İki dünya savaşı arasında, kolonyal eğilimlerle birçok coğrafyada faal olan enternasyonal inşaat sektörü çoktan çelik konstrüksiyon kiliseler, kuleler, köprüler gibi ağır prefabrikasyon denemelerine başlamıştı. Bu dönemde özellikle Avrupa kentlerinde, tuğla, ahşap ve çelik karkas sistemlerin konut üretiminde yoğunluğu oluşturduğu gözlenebilir. Amerika’da ise aynı dönemlerde ahşap prefabrikasyon bambaşka şekilde yükselişe geçiyordu: Katalogla sipariş edilen “Modern Sears Evleri”.2 Kapitalistleşmenin girişimciliği ve yaratıcılığı teşvik eden ikliminde inovatif çalışmalarıyla Thomas Edison dahi güncel barınma sorunları ekseninde konut sunumu ve beton prefabrikasyonu ele almış, 1917’de patentini aldığı “tek seferde dökülen betonarme ev projesi” ile çeşitli uygulamalar yapmıştır. Prefabrikasyonun erken dönemlerden günümüze çeşitli biçimlerdeki ilk örneklerinin ardından konut üretiminde kullanımının yaygınlaşması ise ancak ekonomik, seri ve kitlesel çözümlerin öneminin ve gerekliliğinin artmasıyla gerçekleşecekti.
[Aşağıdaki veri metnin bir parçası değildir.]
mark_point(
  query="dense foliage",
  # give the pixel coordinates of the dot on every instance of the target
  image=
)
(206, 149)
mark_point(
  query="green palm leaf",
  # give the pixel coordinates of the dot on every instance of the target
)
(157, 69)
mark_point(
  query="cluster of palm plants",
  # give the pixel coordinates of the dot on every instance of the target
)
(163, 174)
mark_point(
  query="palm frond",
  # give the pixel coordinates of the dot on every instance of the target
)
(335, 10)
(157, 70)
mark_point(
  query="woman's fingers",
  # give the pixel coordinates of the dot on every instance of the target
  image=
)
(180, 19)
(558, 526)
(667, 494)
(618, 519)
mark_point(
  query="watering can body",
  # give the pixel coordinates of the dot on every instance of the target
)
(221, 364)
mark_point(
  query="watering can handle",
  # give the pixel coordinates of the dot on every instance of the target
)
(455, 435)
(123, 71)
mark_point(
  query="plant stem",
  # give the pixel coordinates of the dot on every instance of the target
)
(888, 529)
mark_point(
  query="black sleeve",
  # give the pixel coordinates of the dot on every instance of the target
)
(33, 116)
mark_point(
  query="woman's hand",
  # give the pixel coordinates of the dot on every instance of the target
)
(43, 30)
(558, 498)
Yoğun birikim döneminde endüstrileşmeyle beraber sosyal konut üretiminde benimsenen paternalist yaklaşımlar ortalama emek-zaman değerini düşürmek üzerinden devlet veya İngiltere gibi erken kapitalistleşen post-kolonyal ülkelerde sermaye tarafından örgütleniyor, barınma sorununun giderilmesi için konut üretiminde ekonomik metotların geliştirilmesinin önemi giderek artıyordu. Bauhaus’un temel sorular üzerine kurduğu tasarımı üretimle buluşturan yaklaşımları ve malzemeyle gerçekleştirdiği deneylerle birlikte “gündelik hayatı mimarlıkla dönüştürme” eğilimi yayılıyordu. Modernist yaklaşımlarla beton prefabrikasyonun tekrar gündeme gelmesi ise II. Dünya Savaşı’nın yerle bir ettiği kentlerdeki yoğun konut ihtiyacının hızla karşılanması gerekliliğiyle doğmuştur. Bu dönemde II. Dünya Savaşı’nda büyük kayıplara uğrayan Avrupa kentlerinde, yapım sürecindeki emek-yoğun üretim ve işgücü ile hız parametrelerini optimize eden bu sistem yoğunlukla tercih edilmiştir.3 Bu bağlamda endüstriyel alanlara göç, savaş, iklim gibi yerinden edilme pratikleri ve yoğun kentleşme ile prefabrikasyonun tercih edilmesi arasında hızlı üretim, ihtiyaç, ekonomik çözüm, işgücü ve malzemeden tasarruf açısından zorunlu bir bağıntı vardır.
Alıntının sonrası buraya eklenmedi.